Understood. Verniers and screw pitch gauges don't cut it with stuff this small. Perfect job if you have access to a metrology lab - optical microscopes, and or an optical projection comparator.
Yes well I hope I got it right, tweezers and a headband magnifier ... at least the headband made it easier to read the verniers - screw pitch? I thought it was pretty good just getting it between the vernier blades. ;) It certainly looks smaller than the verniers told me, but I looked and I looked and it seemed to be sitting there clamped up correctly. Looks can be deceiving though.
 
A micrometer is going to give you a far more accurate measurement of your grub screws.

A google search for "micro set screw" brought up this manufacturer , they offer free samples of flat slot micro set screws ;-).
Thanks for your practical help, I have already found this company and they have advised that my sample screws are on the way.

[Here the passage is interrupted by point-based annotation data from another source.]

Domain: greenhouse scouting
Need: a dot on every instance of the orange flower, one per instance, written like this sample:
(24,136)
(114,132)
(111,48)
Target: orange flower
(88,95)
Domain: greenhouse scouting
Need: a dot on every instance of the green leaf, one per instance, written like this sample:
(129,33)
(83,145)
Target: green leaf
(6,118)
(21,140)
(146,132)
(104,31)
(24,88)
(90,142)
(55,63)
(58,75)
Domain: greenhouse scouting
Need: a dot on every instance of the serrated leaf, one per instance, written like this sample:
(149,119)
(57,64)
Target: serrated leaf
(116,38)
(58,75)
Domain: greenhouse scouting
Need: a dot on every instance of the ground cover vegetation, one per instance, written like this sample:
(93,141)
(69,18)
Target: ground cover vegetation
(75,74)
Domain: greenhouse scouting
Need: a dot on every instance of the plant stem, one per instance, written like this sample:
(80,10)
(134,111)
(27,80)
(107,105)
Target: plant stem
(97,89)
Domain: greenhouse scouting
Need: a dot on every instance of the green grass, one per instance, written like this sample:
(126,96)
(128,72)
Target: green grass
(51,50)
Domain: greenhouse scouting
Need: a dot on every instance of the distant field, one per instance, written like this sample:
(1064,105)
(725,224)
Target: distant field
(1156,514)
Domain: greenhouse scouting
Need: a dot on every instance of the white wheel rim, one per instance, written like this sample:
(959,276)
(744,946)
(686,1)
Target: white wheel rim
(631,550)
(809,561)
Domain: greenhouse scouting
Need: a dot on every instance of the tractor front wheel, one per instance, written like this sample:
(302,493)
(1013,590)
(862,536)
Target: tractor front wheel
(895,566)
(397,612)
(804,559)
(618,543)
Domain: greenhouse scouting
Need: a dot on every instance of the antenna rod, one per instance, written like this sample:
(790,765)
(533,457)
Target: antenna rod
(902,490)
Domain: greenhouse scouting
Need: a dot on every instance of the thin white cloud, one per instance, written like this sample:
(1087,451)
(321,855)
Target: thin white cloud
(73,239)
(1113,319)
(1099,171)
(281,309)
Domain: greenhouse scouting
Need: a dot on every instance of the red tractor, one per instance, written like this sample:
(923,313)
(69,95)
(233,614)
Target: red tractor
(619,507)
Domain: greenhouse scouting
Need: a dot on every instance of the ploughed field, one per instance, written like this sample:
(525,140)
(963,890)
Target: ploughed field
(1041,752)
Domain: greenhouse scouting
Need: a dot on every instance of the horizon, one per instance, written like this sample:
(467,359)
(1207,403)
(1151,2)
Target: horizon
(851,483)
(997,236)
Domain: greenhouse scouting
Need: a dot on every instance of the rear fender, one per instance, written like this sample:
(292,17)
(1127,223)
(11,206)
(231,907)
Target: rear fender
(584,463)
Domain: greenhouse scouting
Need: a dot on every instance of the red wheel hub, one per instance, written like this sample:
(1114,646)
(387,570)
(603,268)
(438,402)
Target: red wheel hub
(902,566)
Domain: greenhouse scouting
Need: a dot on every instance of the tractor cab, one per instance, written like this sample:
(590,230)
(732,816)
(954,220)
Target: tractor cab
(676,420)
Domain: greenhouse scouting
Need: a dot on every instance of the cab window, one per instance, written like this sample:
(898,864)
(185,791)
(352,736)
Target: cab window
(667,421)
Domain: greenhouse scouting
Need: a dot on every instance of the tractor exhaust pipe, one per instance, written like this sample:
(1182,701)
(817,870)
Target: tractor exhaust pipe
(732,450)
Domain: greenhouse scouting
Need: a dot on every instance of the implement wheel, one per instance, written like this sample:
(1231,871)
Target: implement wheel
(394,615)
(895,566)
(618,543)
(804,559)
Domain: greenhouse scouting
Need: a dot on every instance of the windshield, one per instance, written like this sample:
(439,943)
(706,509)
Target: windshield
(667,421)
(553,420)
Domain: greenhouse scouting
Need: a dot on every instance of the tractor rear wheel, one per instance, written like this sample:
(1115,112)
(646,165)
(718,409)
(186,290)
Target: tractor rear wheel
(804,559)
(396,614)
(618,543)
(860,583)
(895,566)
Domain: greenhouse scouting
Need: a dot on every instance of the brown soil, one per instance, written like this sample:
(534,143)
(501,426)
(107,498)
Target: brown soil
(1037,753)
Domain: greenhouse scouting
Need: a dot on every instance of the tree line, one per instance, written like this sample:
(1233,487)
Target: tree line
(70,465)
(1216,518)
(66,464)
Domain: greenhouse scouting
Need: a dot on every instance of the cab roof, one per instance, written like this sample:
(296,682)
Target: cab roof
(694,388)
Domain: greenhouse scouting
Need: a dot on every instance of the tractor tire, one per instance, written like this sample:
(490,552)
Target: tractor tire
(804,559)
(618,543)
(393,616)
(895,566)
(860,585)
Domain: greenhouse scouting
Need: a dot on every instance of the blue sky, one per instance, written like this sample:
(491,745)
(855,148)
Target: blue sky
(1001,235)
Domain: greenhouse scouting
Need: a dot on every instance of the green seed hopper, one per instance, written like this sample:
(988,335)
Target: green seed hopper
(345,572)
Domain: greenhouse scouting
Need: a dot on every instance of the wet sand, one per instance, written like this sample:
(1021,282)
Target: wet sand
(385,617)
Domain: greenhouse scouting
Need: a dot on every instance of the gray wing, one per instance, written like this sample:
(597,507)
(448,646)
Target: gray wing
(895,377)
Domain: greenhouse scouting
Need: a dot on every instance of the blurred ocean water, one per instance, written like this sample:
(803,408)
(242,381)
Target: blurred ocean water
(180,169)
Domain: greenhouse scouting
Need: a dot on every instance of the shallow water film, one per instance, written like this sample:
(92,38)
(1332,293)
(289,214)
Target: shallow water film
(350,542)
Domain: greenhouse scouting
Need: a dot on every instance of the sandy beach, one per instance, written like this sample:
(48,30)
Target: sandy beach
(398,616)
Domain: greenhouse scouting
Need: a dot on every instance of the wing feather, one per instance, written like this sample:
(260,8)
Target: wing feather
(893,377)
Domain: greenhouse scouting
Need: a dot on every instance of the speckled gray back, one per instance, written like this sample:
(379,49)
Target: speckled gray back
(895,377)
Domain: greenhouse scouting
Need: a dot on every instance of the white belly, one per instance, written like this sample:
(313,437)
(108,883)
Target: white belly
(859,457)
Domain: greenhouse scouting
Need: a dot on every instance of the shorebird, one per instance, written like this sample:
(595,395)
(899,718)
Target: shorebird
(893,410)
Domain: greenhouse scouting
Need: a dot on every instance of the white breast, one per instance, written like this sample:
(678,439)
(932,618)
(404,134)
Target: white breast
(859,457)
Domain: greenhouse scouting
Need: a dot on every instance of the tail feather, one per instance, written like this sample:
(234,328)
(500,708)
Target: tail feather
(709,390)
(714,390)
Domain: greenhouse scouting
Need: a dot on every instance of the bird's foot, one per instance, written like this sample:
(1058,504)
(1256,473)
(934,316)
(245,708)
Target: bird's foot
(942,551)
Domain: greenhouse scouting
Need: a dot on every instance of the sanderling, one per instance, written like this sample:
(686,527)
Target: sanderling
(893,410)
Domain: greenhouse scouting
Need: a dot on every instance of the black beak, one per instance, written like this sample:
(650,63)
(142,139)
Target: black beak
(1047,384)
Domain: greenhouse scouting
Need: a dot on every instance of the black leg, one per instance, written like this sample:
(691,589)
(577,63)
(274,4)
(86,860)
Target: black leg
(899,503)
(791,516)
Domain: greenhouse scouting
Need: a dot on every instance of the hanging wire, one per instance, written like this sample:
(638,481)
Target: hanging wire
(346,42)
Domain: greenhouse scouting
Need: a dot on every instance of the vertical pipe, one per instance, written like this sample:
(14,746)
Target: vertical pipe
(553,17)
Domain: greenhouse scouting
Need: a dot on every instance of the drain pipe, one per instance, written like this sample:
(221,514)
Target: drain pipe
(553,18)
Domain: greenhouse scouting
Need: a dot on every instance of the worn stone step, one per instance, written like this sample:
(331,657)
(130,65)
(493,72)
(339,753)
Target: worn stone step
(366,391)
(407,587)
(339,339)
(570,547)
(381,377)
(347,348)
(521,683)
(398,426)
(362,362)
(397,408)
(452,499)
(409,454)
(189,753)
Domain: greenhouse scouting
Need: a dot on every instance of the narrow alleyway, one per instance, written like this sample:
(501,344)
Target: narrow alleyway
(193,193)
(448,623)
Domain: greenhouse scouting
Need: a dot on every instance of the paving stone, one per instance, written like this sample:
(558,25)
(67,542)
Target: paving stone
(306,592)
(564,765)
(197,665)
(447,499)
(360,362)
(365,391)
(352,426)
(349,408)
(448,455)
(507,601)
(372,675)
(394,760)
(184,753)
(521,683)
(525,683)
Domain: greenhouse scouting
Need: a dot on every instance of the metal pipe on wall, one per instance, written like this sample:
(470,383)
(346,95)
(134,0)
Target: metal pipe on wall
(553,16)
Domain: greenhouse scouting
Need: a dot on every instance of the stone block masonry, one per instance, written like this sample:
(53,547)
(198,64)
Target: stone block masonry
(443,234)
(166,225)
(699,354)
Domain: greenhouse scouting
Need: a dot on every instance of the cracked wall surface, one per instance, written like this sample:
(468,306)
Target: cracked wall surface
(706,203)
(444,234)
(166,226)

I am hoping that my measurement is correct - if not then it is going to be micrometer to the fore. If their price is reasonable I will stock up on screws that I often need.

It might be cheaper than buying "broken lenses" for parts and hoping that I can salvage a few screws from them. There is no guarantee that the salvaged screws will be useful in any case. I have decided that old lenses are not a good source of spare parts. They are usually in deep trouble anyway and it is doubtful that they will produce anything of value - then there is the price - broken lenses for parts can be almost as expensive as working ones.

My next and current project is on how to find supplies of the internal spacers that lenses use. It would be best to be able to make these on demand to size. I have one lens that came missing a spacer and others whose lack of proper focus makes me suspect that they also are missing spacers. Also from time to time I find that the lenses need spacer adjustment. This not only means spacer/shims of the correct internal/external dimension but also in various thicknesses.

So is it possible to regularise the size of the spacers to a few parts of varying thickness? Or is it going to be a case of punch your own from stock? Then appropriate size dies are needed. Thicker spacers might be cut from tube stock on a metal lathe provided tube of the correct dimensions can be found. But more probably the spacers are good candidates for printing on a 3D printer.

These are rhetorical "talking to myself" musings. I will work something out, but comments from others who have been down this track are welcome.